Please send questions to st10@humboldt.edu .
what is a database?
* definition 1 
  a collection of tables, holding information about
  different interrelated entities;

*   Software such as Oracle, Access, MS SQLServer,
    FoxPro, MySQL, PostgresSQL... are all examples
    of DATABASE MANAGEMENT SYSTEMS, DBMS's 

    *   a DBMS serves as the INTERFACE between a
        person and a database, or between
	an application and a database

        ...managing the database structure,
           controlling access to the database,
           providing various tools to the users
	       the help them in managing their
	       data;
           providing a convenient ABSTRACTION for
               the data;
*   database design is not the design of the DBMS
    software you use to create a database --

    it is the design of the database structure 
    that will be ised to store and manage the
    data...

*   in here, we are primarily concerned with
    OPERATIONAL databases, used for day-to-day
    activities within a scenario;

*   even a *good* DBMS will work poorly
    with a poorly-designed database;

*   It is a classic approach to compare/contrast
    a FILE-PROCESSING SYSTEM -- with one's data all
    in separate files -- versus a DATABASE-PROCESSING
    SYSTEM -- where your data is in tables managed by
    a DBMS

    file: two definitions:
    *   one: as a stream of characters (stream-based
        file)

    *   another -- the old, mainframe view --
        as a collection of related records,
        where each record is a collection of logically
            connected fields, and
        each field is a character or group of characters

*   in the 1960's -- companies producing more and more
    larger and larger collections of record-based files...
    ...bumped right into some of the limitations
    of file-processing systems; [Kroenke]

    *   separated and isolated data
    *   unnecessary data duplication
    *   application program dependency
    *   difficulty in representing data in the users'
        perspective

    *   it's not that files are "bad" -- it is just
        as the quantity of data grows, it gets
	more unwieldy to deal with the data in
	different files;

*   Database technology was developed largely to overcome
    the limitations of file-processing systems;

    a key idea: the "lower"-level file details are
    HIDDEN from applications by the DBMS;
    ...applications see what the DBMS provides,
       and don't care how the DBMS actually stored them;

    POTENTIAL advantages of the database processing
    approach:
    *   integrated data
    *   less unnecessary data duplication
    *   increased application program independence
    *   easier representation of the users' perspective

*   of course, DBMS's have disadvantages/costs, too...
    *   there is some complexity
    *   size (DBMS's themselves can be big, the
        related METADATA that goes with the data in a
	database may be considerable, etc.)

        ...will it be more than the savings in
	less-duplicated data?
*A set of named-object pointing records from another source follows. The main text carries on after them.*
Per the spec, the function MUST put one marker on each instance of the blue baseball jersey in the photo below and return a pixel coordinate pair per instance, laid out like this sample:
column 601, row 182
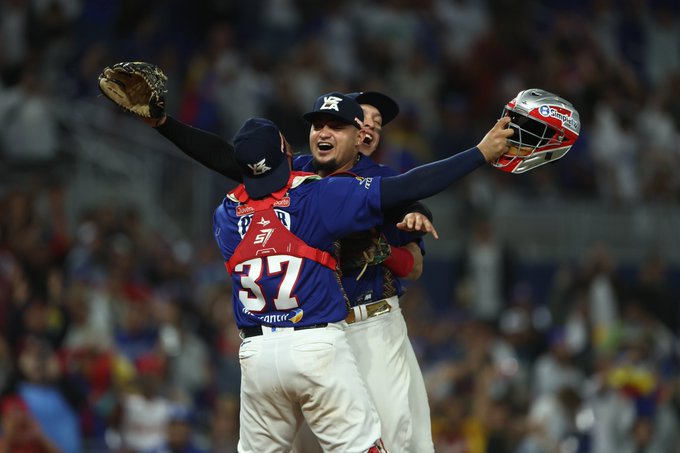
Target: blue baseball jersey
column 281, row 290
column 371, row 285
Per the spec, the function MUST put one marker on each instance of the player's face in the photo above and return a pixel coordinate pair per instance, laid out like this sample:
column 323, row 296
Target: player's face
column 334, row 144
column 372, row 128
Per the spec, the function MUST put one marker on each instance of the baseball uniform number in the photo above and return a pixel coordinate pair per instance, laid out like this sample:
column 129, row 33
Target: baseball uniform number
column 252, row 296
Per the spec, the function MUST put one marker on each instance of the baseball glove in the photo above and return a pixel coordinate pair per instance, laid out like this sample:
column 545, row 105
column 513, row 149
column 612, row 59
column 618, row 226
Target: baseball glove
column 360, row 250
column 136, row 86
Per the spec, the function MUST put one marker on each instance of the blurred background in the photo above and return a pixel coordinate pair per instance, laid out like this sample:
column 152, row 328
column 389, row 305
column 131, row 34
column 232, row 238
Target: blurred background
column 546, row 319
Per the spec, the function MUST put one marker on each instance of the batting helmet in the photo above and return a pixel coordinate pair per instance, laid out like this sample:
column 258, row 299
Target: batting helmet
column 546, row 127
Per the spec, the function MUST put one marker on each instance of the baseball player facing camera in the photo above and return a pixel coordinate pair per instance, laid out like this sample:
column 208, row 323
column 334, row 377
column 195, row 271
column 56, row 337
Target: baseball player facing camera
column 276, row 233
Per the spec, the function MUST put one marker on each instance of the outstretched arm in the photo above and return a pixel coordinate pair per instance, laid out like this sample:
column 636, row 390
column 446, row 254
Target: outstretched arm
column 204, row 147
column 430, row 179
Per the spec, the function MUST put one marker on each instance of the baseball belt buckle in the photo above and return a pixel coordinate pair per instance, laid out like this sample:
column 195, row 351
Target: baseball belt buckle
column 370, row 310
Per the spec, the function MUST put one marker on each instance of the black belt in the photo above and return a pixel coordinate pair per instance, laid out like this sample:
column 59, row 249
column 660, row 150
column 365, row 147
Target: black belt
column 254, row 331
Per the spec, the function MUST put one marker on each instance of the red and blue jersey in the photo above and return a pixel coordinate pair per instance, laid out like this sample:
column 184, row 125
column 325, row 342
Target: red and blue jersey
column 371, row 285
column 287, row 290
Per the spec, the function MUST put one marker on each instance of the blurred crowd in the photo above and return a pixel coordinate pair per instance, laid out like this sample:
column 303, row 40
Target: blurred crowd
column 115, row 338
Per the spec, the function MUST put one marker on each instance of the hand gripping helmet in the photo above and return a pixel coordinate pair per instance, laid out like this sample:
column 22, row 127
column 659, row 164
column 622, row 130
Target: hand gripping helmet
column 546, row 127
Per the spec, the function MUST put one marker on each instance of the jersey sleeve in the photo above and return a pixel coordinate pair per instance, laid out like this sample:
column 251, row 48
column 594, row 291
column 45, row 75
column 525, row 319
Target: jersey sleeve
column 221, row 226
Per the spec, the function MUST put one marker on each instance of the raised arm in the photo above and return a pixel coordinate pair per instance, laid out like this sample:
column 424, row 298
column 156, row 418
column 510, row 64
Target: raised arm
column 204, row 147
column 430, row 179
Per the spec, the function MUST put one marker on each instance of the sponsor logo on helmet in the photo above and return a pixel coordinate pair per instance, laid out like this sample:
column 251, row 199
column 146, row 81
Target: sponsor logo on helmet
column 567, row 120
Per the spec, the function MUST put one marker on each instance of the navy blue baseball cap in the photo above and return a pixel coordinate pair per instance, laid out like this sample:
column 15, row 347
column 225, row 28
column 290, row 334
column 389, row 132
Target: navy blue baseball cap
column 388, row 107
column 260, row 153
column 338, row 105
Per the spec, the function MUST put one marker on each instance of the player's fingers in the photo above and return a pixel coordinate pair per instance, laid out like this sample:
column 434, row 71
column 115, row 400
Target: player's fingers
column 503, row 122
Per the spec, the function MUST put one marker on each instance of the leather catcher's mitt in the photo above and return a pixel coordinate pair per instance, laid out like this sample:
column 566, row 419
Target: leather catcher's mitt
column 360, row 250
column 137, row 86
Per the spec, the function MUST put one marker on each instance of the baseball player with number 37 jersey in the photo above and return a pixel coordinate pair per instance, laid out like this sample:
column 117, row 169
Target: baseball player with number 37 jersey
column 276, row 233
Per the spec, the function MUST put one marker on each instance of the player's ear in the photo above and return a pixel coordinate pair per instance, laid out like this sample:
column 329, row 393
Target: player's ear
column 287, row 146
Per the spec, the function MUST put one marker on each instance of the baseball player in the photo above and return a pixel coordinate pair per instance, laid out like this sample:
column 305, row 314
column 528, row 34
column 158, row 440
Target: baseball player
column 377, row 330
column 386, row 357
column 295, row 358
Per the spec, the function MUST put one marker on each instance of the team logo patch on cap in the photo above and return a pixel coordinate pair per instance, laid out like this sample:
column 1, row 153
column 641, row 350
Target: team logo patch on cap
column 259, row 168
column 330, row 103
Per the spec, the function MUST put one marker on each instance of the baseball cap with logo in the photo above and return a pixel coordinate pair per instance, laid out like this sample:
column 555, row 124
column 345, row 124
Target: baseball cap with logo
column 260, row 153
column 338, row 105
column 388, row 107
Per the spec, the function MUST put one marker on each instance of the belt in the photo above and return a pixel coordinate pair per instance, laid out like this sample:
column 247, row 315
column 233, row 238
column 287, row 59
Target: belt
column 254, row 331
column 371, row 309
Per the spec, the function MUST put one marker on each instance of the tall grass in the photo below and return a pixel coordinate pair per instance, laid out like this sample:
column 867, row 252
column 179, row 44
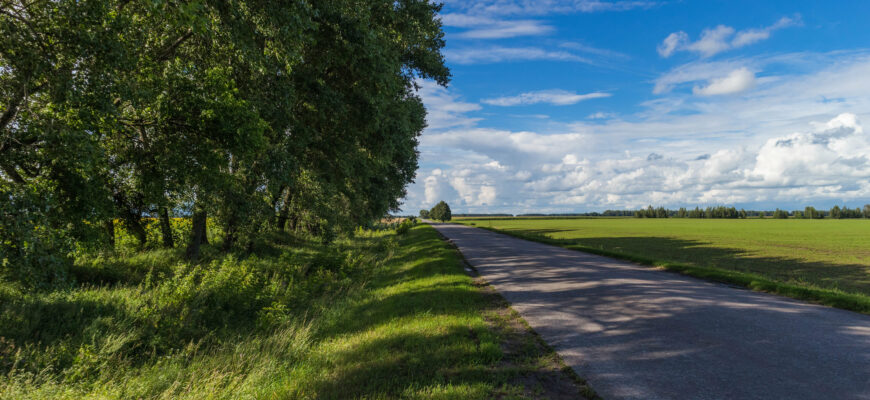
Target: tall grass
column 152, row 325
column 380, row 315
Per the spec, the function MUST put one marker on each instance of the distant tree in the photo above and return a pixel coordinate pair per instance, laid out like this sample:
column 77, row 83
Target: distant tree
column 812, row 213
column 440, row 212
column 661, row 212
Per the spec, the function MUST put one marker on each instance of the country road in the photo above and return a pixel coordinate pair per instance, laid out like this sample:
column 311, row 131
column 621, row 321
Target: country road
column 639, row 333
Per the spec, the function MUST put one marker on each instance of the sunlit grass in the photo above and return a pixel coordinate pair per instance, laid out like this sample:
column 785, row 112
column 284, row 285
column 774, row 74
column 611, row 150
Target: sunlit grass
column 381, row 316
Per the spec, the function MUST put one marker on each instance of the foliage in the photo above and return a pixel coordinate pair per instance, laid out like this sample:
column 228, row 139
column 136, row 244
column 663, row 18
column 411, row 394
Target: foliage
column 252, row 116
column 370, row 317
column 441, row 212
column 780, row 214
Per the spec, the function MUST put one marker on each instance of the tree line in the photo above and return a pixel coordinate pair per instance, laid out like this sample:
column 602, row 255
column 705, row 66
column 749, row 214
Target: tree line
column 836, row 212
column 440, row 212
column 254, row 116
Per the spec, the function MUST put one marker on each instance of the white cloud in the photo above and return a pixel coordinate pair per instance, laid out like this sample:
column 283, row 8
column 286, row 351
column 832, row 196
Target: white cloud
column 491, row 28
column 443, row 109
column 593, row 50
column 784, row 144
column 736, row 81
column 601, row 115
column 497, row 54
column 721, row 38
column 543, row 7
column 672, row 43
column 554, row 97
column 712, row 41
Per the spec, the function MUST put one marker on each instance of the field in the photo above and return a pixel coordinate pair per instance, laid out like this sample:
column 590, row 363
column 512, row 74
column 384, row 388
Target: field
column 379, row 315
column 781, row 256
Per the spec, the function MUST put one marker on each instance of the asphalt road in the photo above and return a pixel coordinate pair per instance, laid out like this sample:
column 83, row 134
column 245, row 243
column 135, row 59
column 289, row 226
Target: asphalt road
column 639, row 333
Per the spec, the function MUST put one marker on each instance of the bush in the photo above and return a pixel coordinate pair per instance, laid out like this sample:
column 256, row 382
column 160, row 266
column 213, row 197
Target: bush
column 441, row 212
column 405, row 226
column 34, row 251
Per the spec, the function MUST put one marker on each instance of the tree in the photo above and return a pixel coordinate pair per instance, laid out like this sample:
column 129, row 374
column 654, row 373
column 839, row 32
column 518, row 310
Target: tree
column 248, row 114
column 441, row 212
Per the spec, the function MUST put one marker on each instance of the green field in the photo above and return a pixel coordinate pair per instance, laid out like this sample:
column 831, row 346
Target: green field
column 833, row 255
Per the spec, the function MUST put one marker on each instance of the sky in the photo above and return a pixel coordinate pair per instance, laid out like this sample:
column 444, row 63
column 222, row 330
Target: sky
column 562, row 106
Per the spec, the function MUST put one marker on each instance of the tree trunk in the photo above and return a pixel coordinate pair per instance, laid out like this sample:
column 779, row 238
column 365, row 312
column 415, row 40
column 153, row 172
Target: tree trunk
column 133, row 223
column 197, row 234
column 132, row 218
column 285, row 211
column 230, row 235
column 110, row 231
column 166, row 228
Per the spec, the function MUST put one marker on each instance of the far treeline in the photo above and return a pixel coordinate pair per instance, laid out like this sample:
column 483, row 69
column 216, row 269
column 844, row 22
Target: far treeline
column 246, row 117
column 441, row 212
column 730, row 212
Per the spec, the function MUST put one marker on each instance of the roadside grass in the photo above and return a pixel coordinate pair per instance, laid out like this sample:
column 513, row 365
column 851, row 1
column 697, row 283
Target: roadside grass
column 825, row 262
column 376, row 316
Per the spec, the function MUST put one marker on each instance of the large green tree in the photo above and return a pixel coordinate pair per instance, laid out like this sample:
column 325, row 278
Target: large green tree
column 304, row 114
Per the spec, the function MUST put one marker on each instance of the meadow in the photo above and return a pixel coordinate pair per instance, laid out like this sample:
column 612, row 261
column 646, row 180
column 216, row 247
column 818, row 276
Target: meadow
column 827, row 261
column 377, row 315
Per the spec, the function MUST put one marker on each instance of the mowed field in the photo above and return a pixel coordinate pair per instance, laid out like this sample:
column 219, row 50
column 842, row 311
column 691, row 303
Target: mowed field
column 827, row 254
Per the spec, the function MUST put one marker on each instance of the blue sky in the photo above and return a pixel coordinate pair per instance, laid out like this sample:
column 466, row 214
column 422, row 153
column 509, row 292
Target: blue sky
column 573, row 106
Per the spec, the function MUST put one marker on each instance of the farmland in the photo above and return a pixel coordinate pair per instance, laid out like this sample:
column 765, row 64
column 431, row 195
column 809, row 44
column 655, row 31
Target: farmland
column 832, row 255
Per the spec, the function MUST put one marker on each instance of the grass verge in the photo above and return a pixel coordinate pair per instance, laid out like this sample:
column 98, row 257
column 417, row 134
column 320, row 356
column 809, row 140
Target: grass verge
column 378, row 316
column 806, row 292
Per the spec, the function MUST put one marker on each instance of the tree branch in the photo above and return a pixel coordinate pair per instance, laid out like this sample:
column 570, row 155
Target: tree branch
column 170, row 50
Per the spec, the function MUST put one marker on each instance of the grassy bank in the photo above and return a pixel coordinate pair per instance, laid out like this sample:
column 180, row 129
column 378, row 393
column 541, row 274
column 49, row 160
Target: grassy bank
column 377, row 316
column 823, row 261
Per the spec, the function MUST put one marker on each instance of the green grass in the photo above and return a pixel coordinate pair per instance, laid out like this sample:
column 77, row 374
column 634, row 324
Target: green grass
column 377, row 316
column 824, row 261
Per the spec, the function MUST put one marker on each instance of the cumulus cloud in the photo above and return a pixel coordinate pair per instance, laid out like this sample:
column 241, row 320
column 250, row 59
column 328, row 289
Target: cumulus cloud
column 672, row 43
column 555, row 97
column 721, row 38
column 444, row 109
column 543, row 7
column 736, row 81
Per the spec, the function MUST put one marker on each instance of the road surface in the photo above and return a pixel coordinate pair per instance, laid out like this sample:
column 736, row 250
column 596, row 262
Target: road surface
column 639, row 333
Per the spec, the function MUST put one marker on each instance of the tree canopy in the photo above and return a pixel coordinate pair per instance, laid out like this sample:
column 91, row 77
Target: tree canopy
column 255, row 115
column 441, row 212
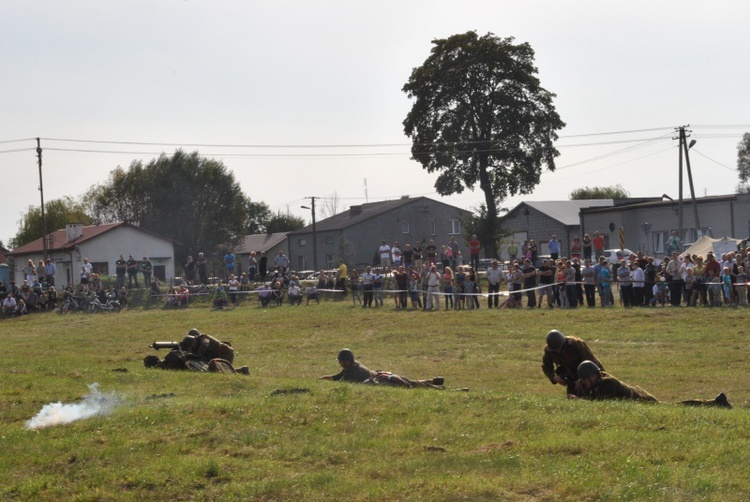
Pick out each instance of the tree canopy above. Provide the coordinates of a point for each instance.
(611, 192)
(481, 117)
(284, 222)
(743, 158)
(57, 214)
(190, 199)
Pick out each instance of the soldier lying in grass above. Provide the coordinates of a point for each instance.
(355, 372)
(595, 384)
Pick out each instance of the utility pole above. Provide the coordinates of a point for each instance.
(679, 203)
(315, 233)
(690, 180)
(41, 194)
(684, 147)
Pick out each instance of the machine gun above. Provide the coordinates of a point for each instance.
(165, 345)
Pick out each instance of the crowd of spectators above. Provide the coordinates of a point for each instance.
(428, 278)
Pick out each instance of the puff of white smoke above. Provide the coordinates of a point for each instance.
(94, 403)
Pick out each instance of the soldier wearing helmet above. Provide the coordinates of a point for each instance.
(596, 384)
(562, 355)
(355, 372)
(206, 346)
(197, 351)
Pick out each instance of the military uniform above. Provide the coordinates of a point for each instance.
(356, 373)
(609, 387)
(209, 348)
(565, 362)
(359, 373)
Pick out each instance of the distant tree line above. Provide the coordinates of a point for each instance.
(194, 201)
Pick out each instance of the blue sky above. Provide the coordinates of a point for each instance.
(309, 92)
Hard to say...

    *   cost of the DBMS
    *   cost of conversion
    *   performance (because a DBMS is a general
        tool, it might not be as fast as a customized
	application going right to the data it needs in
	a file;
    *   might have to be more concerned about a
        "single point of failure";

SECOND definition of a database:
a database is a self-describing collection of integrated
records;

*   self-describing;
    means that the dataase contains METADATA, data
    about the data, in addition to the data itself;

    ...the database contains the information about the
    structure of the data;

    *   often this metadata is in the form of
        a DATA DICTIONARY;

    *   why? because this description can be used
        by a program to determine what the database
	contains;
        it can help promote application program
	independence;

*  collection of integrate records
   *   you not only have source data -- you also have
       information about how the data is related;
       ...this makes the data integrated;

*   really, it is a model of a model...
    *   a database is a model, not of reality,
        but of the USER's model of their world;

*   early databases were optimized for dealing with
    regular tranactions at the organizational
    level -- they are FAST at those regular transactions

    ...but... they weren't very flexible;

*   then: 1970 - E. F. Codd -- developed the
    relational database model
    *   based on relational algebra;

    *   you consider data to be stored in the
        form of relations (more on this later!)

    *   all the relational operations are available
        on your data -- VERY flexible!

        ...encourage more creative use of one's data!

    *   there IS overhead here -- and at first, no
        one thought relational DBMS's could ever be
	practical -- but thanks to Moore's Law.
        they did become practical;

        most new databases now use either the relational
        or an object-relational model;